The whole idea of attorney advertising is novel within the legal profession. Lawyers aren’t used to advertising. Leaving personal injury lawyers aside, many businesses have tiptoed into the advertising pond unsure of where to start and what message to send. The global economic downturn has, of course, changed many lawyers’ thinking concerning advertising. With massive layoffs spreading like wildfire across the legal landscape, firms are looking for new and innovative ways to obtain new clients. While most law firms have web sites, they could not tell you how or why those web sites are designed the way they are. As importantly, they have put little thought into how to convert people who come to their web site into prospects and prospects into clients.

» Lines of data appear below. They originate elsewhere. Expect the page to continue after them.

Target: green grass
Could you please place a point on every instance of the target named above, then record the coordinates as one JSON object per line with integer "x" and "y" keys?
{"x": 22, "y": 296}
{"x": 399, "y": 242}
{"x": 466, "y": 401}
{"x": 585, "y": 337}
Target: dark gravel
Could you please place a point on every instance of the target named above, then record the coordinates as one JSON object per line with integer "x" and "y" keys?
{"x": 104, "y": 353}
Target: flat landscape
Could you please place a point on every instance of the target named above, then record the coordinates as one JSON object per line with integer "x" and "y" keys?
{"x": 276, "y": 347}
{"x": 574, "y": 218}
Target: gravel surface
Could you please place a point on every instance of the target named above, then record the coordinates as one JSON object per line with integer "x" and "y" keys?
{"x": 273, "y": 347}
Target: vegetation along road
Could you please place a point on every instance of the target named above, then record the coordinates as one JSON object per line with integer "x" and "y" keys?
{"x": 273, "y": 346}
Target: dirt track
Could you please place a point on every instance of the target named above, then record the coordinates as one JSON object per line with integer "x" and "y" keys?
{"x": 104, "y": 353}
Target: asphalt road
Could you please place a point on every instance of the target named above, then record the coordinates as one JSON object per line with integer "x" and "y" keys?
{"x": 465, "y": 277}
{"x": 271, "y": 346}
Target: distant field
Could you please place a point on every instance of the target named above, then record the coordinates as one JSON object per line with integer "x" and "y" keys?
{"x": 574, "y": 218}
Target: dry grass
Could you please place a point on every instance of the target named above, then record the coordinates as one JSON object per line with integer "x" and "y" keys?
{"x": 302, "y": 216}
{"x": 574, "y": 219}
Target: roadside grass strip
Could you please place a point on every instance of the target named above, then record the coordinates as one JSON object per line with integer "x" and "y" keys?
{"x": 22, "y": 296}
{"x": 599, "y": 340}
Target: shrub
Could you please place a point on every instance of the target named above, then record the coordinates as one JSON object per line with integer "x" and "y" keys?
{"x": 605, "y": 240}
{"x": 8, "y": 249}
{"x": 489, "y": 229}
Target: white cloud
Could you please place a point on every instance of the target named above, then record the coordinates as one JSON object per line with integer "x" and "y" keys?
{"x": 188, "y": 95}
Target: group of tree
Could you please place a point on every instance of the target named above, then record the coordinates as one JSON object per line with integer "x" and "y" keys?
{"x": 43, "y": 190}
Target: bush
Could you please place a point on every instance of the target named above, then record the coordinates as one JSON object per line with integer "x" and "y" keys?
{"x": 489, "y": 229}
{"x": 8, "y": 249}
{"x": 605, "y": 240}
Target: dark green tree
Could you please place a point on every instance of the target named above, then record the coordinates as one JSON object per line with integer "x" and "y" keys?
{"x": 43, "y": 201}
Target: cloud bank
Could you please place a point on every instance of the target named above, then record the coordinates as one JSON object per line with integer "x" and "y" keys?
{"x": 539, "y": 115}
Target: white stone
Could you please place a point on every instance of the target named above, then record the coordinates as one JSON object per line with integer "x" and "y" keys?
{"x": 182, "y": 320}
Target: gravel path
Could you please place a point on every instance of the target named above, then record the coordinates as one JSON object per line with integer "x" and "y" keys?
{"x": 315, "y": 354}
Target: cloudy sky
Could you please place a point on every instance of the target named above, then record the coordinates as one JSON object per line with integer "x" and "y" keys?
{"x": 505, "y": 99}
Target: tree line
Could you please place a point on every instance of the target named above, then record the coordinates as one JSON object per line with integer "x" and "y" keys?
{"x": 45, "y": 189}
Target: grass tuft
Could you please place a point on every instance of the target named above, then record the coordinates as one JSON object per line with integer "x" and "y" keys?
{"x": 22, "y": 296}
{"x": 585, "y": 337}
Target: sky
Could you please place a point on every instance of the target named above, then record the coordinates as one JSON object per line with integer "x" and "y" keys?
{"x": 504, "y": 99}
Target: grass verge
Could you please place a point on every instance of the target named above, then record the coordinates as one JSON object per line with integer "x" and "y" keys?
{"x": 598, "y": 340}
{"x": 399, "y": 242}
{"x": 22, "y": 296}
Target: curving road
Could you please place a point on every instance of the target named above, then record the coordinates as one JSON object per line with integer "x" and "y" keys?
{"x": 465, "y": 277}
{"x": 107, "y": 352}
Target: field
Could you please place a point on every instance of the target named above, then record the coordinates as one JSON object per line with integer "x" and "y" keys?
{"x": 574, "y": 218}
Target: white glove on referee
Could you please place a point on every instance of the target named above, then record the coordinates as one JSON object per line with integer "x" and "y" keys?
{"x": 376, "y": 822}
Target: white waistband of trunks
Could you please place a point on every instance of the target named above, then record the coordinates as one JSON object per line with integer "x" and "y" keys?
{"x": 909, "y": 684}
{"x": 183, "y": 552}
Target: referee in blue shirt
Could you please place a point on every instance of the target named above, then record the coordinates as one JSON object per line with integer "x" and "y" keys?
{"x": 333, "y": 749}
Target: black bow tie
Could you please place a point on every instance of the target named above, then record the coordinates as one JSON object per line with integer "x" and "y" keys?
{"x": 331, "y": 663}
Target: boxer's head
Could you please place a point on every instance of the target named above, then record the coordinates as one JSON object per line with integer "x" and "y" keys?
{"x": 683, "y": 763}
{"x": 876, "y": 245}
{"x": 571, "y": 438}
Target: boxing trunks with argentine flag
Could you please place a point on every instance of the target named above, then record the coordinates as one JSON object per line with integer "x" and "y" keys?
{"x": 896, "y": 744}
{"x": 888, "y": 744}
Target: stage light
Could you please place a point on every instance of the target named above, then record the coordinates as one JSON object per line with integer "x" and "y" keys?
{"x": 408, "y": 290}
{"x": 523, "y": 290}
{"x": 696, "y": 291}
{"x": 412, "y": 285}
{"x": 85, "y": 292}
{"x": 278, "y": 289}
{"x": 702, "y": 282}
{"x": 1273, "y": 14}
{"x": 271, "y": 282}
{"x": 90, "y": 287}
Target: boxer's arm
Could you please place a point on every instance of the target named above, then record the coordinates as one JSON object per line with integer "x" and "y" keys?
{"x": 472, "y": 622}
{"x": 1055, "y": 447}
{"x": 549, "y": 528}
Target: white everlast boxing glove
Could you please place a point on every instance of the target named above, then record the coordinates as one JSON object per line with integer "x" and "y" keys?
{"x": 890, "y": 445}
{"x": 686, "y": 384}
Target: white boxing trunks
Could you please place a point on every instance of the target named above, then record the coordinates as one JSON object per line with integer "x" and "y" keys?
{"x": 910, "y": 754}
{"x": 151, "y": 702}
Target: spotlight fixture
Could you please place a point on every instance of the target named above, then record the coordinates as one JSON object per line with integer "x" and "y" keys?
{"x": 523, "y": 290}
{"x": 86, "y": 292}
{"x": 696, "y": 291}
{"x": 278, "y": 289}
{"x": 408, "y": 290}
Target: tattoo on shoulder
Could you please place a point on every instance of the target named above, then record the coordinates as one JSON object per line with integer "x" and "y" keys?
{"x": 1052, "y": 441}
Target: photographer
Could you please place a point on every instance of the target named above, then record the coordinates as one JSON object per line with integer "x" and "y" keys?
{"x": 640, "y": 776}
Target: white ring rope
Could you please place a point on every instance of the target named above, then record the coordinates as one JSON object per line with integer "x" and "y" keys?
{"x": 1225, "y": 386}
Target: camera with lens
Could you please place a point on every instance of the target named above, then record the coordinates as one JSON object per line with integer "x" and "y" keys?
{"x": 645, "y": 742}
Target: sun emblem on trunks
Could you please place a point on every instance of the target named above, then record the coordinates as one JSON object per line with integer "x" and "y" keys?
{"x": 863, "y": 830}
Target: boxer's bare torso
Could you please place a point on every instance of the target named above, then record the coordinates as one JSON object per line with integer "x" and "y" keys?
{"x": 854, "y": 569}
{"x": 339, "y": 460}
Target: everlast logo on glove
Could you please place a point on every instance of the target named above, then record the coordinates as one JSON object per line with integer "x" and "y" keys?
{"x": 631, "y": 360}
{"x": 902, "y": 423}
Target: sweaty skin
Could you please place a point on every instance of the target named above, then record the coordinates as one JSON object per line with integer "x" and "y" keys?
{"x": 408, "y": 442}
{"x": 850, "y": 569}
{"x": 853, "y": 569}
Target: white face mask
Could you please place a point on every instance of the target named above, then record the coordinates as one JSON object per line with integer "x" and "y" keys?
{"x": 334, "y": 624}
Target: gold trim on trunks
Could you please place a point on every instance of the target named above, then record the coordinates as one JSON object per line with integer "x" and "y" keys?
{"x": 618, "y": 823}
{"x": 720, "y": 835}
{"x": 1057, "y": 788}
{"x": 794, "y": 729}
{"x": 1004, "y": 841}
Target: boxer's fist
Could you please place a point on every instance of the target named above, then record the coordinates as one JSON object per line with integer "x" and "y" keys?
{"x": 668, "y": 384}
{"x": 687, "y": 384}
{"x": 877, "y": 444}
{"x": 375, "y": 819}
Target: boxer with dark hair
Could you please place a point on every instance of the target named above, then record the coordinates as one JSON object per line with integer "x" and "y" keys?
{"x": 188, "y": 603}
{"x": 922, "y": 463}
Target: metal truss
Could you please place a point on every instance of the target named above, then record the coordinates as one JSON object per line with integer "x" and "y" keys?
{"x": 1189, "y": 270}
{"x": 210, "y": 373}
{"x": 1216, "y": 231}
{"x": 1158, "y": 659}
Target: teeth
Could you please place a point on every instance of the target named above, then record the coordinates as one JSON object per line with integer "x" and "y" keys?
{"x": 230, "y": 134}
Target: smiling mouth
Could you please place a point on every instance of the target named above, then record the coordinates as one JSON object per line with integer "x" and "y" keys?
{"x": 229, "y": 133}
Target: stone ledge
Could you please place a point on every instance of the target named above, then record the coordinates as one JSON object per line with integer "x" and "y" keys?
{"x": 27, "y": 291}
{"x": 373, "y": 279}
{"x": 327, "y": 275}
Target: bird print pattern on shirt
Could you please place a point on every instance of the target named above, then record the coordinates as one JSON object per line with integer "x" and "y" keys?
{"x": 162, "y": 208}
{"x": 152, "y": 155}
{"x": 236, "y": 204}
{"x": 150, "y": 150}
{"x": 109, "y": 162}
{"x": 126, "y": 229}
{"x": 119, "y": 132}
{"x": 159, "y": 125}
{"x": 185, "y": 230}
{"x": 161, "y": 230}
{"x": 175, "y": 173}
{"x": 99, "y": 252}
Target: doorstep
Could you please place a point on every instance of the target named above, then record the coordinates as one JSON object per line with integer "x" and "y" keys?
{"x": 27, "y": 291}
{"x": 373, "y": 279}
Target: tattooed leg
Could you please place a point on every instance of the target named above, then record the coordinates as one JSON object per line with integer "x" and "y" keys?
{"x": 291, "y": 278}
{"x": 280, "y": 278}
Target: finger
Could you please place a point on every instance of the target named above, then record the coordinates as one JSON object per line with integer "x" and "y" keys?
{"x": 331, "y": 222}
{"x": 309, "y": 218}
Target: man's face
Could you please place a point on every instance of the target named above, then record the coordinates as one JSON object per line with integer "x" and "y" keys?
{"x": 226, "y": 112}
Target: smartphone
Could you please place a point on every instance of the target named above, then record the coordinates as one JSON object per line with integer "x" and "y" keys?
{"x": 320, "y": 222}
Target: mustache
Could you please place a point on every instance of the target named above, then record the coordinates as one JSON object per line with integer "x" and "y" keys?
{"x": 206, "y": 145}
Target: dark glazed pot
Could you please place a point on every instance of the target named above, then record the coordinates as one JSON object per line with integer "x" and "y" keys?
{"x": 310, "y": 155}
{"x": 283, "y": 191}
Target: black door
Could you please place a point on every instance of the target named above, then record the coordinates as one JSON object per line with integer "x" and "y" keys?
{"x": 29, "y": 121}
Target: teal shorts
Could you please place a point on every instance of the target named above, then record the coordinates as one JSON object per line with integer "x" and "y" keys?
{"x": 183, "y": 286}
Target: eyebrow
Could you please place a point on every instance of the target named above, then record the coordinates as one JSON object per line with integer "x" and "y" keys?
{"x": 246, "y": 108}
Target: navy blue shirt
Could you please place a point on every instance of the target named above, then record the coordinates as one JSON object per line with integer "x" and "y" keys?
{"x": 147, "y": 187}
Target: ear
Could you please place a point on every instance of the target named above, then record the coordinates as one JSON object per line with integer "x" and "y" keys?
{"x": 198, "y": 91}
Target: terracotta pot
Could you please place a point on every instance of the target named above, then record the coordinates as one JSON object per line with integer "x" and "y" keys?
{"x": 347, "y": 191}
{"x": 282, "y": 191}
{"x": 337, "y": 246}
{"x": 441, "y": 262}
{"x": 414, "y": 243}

The Internet is a different form of advertising media. Many people simply go to the web looking for free information. Many lawyer web sites provide a tremendous amount of “brochure” information about their attorneys and practice areas. A relative few actually provide expertise and advice on how to deal with specific issues. This is perhaps the biggest failure of most law firms on the web. They assume that a web site visitor who sees that they practice in the area of “trademark infringement” that someone is going to pick up the phone and call them. But web visitors aren’t looking for a marketing message per se. They are looking for information. And by providing free expertise online, lawyers are not only telling web visitors that they are “attorneys” and practice in a particular area, but they indeed have the expertise concerning the particular issue facing the prospect. I’ve always believed that attorneys who fail to share their expertise online are making a big mistake. Web visitors tend to drift through Google results. Once they leave your web site, the chance that they will actually come back is slim. You need to capture them while they are there. This not only needs prominent display of “contact an attorney”, but live chat applications, embedded marketing messages within the content of the site and specific information concerning niche issues which prospects might face.
Let’s assume that you’ve designed your web site to not only attract traffic, but encourage prospects to contact you. What happens after they fill out your contact form on your web site? An email will route to someone in the firm. That person needs to be in a position to respond in a timely fashion with specific information. What is it you want to tell the prospect? We have developed standardized responses depending on the problem which not only lets the prospect know the expertise to handle the problem, but actually provide a list of deliverables for engagement of their legal problem and a flat fee price. So our response email is actually a proposal for engagement.
Many firms simply engage in an email conversation with the client trying to explore and obtain more information about the legal problem. Given the volume that a law firm might receive off their web site, this is not an approach which will last. Attorneys get tired of spinning in circles within email responses and replies with prospects who may or may not be capable of paying an attorney fee. You need to get to the pitch. You need to propose a project and let the prospect know what it will cost. Our flat free defined deliverable pricing model works perfectly in this regard. It also helps “pre-qualify” prospects who are able to pay from those who are simply looking for free information.
When things start to get light around the office and lawyers are looking for more work, they should do more than send an email to the prospect. Your online form should capture a phone number. A telephone call always creates a higher potential of being retained. While there is more time and risk that the prospect may not be able to pay attorneys’ fees, a phone call during a down period of work is a great way to increase the likelihood that you will turn prospects into clients.